Осень вступала в свои версальские владения рано и неосторожно – пошли дожди, стало холодно и сыро. Королевская резиденция взорвалась нежными красками астр, которые своей лилово-розовой гаммой разбавляли общую серость. Наступил день, когда король должен был вернуться из своего небольшого путешествия – по дороге с охоты он пожелал погостить у маршала де Шомберга, и вместе с ним у гостеприимного хозяина задержалась его свита и гости, которые сопровождали Его Величество на охоте. Что же касается событий, связанных с попыткой самоубийства Андрэ Жирардо, то эту неприятность бурно обсуждали около недели, но потом лишь справлялись о его здоровье у слуг, и в итоге всем было объявлено, что граф де Шампань отправился поправлять здоровье в своём личном имении в одноимённом графстве. Так или иначе, сегодняшним вечером дворец вновь оживал после десятидневного затишья, и, соответственно, вечером, в малых покоях короля все ожидали Тома Беранже и… его брата-танцовщика.
***
– Я не могу идти туда. Я не могу! Как я буду петь, когда он будет играть? Не вынуждайте меня это делать.
– Бесценный мой, я не хочу оказывать на вас давления, однако вы не можете не повиноваться королю. Даже моего влияния будет недостаточно, ведь в этой стране я – верноподданный Его Величества, который, из милости, даровал мне приют. Я не имею права постоянно просить его о каких-либо одолжениях.
– Но как, как, скажите мне, я должен себя вести?!
Гийом был в полной растерянности, когда король прислал своего пажа – сегодня вечером он желает услышать Гийома вместе с братом.

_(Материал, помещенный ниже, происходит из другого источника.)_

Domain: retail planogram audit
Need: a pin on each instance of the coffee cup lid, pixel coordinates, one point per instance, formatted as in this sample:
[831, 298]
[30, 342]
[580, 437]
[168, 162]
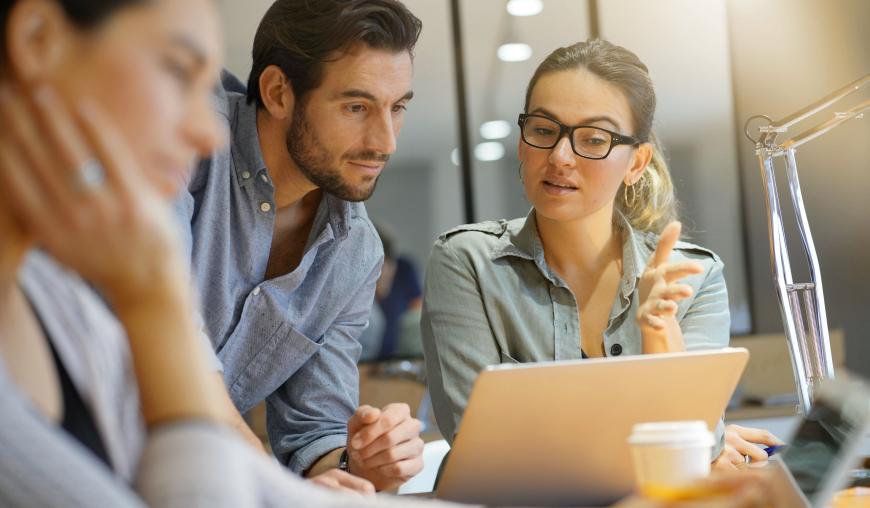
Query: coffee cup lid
[682, 433]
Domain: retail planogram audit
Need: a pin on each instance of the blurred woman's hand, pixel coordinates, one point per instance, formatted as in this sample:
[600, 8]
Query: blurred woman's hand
[742, 443]
[659, 291]
[74, 189]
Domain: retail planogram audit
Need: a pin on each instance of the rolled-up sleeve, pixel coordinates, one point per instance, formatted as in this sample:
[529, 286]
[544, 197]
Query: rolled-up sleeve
[307, 416]
[457, 340]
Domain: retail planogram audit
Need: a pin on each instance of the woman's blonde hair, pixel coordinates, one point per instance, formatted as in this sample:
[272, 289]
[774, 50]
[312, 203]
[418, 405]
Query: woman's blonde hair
[650, 203]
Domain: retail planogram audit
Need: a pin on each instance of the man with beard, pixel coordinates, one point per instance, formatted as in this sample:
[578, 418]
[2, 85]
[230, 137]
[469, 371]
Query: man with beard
[284, 255]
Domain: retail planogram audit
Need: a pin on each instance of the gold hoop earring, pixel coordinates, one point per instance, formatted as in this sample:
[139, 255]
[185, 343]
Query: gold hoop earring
[629, 202]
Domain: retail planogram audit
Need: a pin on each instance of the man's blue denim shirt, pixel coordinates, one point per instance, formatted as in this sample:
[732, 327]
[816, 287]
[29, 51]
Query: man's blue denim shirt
[291, 340]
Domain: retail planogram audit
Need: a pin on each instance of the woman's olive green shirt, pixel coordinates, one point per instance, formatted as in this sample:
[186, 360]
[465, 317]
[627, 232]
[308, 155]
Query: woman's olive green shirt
[491, 298]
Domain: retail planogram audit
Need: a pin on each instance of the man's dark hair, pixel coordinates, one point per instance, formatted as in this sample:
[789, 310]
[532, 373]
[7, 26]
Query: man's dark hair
[299, 36]
[83, 13]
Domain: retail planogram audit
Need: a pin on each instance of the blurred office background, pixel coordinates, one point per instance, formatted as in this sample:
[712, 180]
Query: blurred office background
[714, 63]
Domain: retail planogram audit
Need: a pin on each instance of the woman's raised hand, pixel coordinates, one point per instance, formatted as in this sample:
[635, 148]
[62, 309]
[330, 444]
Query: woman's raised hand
[74, 188]
[659, 291]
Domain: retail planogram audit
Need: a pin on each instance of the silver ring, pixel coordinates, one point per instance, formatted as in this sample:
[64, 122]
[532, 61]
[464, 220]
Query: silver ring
[90, 176]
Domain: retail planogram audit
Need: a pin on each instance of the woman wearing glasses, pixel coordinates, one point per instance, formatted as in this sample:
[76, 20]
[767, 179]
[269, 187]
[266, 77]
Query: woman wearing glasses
[596, 268]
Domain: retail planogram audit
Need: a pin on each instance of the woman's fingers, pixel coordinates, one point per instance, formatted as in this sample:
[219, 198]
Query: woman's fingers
[110, 149]
[667, 240]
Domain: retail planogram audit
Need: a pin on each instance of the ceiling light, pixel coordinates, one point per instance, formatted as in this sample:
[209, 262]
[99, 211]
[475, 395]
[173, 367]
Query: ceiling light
[495, 129]
[489, 151]
[514, 52]
[525, 7]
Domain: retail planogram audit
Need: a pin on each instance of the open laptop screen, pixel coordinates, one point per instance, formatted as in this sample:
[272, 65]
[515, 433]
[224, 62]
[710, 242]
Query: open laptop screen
[816, 446]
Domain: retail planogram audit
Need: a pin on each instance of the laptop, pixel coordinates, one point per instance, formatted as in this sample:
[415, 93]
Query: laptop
[554, 433]
[826, 446]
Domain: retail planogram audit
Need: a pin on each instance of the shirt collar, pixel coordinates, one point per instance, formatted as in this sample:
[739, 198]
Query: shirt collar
[526, 244]
[340, 212]
[246, 141]
[248, 158]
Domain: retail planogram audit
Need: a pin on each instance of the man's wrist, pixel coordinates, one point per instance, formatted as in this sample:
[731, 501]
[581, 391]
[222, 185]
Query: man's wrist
[326, 462]
[344, 461]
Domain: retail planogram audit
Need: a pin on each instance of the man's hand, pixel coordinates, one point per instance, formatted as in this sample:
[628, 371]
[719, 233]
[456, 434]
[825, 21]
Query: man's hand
[384, 445]
[336, 479]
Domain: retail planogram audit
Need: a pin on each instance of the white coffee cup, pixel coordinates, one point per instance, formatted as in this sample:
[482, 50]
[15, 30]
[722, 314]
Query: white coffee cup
[670, 456]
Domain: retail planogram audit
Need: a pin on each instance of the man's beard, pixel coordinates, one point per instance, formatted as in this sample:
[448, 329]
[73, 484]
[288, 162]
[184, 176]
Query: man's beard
[314, 161]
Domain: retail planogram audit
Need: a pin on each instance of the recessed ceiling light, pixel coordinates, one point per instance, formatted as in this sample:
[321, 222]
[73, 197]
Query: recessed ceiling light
[525, 7]
[514, 52]
[489, 151]
[495, 129]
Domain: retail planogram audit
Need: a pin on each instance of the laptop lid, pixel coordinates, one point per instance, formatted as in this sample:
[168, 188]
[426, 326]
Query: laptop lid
[555, 433]
[827, 442]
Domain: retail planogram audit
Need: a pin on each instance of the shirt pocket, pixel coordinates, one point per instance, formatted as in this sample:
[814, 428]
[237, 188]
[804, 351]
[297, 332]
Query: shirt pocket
[283, 355]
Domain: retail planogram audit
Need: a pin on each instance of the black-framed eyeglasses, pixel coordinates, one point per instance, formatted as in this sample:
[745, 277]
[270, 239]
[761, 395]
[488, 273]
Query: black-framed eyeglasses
[588, 142]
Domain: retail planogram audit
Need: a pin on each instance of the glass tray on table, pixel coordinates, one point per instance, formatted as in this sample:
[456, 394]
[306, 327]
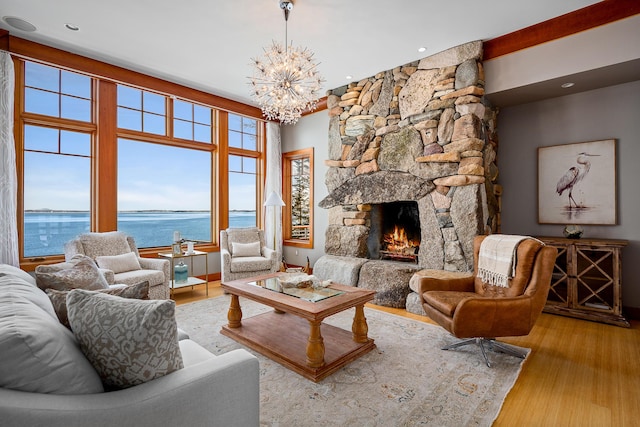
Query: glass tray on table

Не зная, как поступить и что предпринять, дабы избежать болезненной встречи, он стал просить совета у Марисэ, который, в ответ, лишь требовал от него самостоятельного решения и стойкости.
– Почему вы так нервничаете? Или вы до сих пор любите его так сильно, что боитесь потерять самообладание? Так знайте же, Гийом – я вас не держу. И слишком мелочно было бы с моей стороны строить вам пакости, если бы вы пожелали прервать нашу связь. Вернувшись к вашему арфисту, вы ровным счётом ничего не потеряете.
– Ну что вы говорите такое, Мийави… ? Моё сердце давно и всецело принадлежит вам. Неужели вы этого не чувствуете? – чувствуя колкость в словах возлюбленного, Чёрный Нарцисс приблизился к нему, и плавно возложив руки ему на плечи, потянулся к нежным устам.